1. A method for forming at least one of a circular rotor or stator lamination, comprising the steps of:

providing at least one or two electrical steel strips of lamination material;

cutting the at least one or two strips into segments;

connecting at least three of the segments together to form a polygon having all equal sides; and

stamping the polygon along at least two circles to form the rotor or the stator.

2. The method of claim 1 wherein the polygon is stamped along three circles to form both a rotor and a stator.

3. The method of claim 1 wherein the segments are joined together by welding adjacent cut lines.

4. The method of claim 1 wherein the polygon is a hexagon with six equal length sides.

5. The method of claim 4 wherein the hexagon is formed of a rectangle and two triangles.

6. The method of claim 5 wherein the two triangles have two 30° angles and a 120° angle.

7. The method of claim 1 wherein two strips are provided, one strip being cut into equal rectangles and the other strip being cut into equal triangles, and wherein two of the triangles and one of the rectangles are used for creating a hexagon with six equal sides.

8. The method of claim 1 wherein the at least one strip is cut into trapezoids and the trapezoids are used to form a hexagon with six equal sides.

9. The method of claim 8 wherein the second strip is also cut into trapezoids where the trapezoids of the second strip are longer in length than the trapezoids of the one strip, and two of the shorter length trapezoids and two of the longer length trapezoids are assembled and joined together to form a hexagon with six equal sides.

10. The method of claim 1 wherein the one strip is cut to create equal triangles each having included three equal 60° angles, and six of the triangles are connected together to form a hexagon having six equal length sides.

11. The method of claim 1 wherein the one strip is cut to create equal trapezoids and six of the trapezoids are connected together in a circle to form a hexagon having six equal length sides.

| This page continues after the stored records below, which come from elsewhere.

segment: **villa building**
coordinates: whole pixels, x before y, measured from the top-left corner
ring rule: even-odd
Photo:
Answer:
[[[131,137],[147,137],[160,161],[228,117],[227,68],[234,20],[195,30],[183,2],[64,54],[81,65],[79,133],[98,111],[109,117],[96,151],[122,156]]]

12. The method of claim 1 wherein the polygon comprises a hexagon with six sides of equal length and wherein at least one of said circles is tangent at six different points at a mid-point of each of said six equal length sides.

13. The method of claim 1 wherein the polygon is stamped along three circles to form both the rotor and the stator.

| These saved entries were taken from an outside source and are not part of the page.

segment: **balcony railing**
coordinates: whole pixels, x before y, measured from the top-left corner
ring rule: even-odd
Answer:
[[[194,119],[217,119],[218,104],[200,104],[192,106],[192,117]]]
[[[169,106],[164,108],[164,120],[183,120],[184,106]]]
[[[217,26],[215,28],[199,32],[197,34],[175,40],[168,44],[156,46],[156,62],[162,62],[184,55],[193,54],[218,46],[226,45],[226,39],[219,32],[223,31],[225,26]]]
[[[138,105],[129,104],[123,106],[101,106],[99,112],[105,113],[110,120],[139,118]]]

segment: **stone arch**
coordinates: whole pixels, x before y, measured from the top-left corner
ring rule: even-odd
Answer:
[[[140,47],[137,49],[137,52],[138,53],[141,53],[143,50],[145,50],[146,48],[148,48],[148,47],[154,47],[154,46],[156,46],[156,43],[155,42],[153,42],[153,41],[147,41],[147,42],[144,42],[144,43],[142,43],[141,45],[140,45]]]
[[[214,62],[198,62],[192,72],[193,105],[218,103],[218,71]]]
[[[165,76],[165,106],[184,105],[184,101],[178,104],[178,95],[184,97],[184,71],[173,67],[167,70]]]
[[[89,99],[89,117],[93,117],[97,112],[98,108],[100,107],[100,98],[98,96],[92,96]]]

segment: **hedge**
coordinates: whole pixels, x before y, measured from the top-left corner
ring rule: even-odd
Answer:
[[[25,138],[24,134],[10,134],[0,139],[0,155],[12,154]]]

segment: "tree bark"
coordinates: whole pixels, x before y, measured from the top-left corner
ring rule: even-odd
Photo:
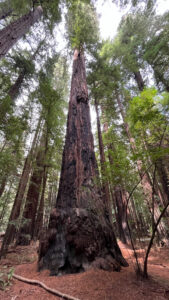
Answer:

14. The method of claim 13 wherein a scrap piece is removed when the third circle is stamped.

15. A method for forming at least one of a circular rotor or stator lamination, comprising the steps of:

providing at least one or two electrical steel strips of lamination material;

cutting the at least one or two strips into segments;

connecting at least three of the segments together by welding to form a hexagon having six equal sides; and

stamping the hexagon along at least two circles to form the rotor or the stator.

16. A method for forming a circular rotor and a stator lamination, comprising the steps of:

providing two electrical steel strips of lamination material;

cutting the first strip into rectangles;

cutting the second strip into triangles;

arranging the strips to form a hexagon having all equal sides comprising two of the triangles and one of the rectangles;

connecting the two triangles with the rectangle in-between to form the hexagon; and

stamping the hexagon along three concentric circles to create the rotor and the stator.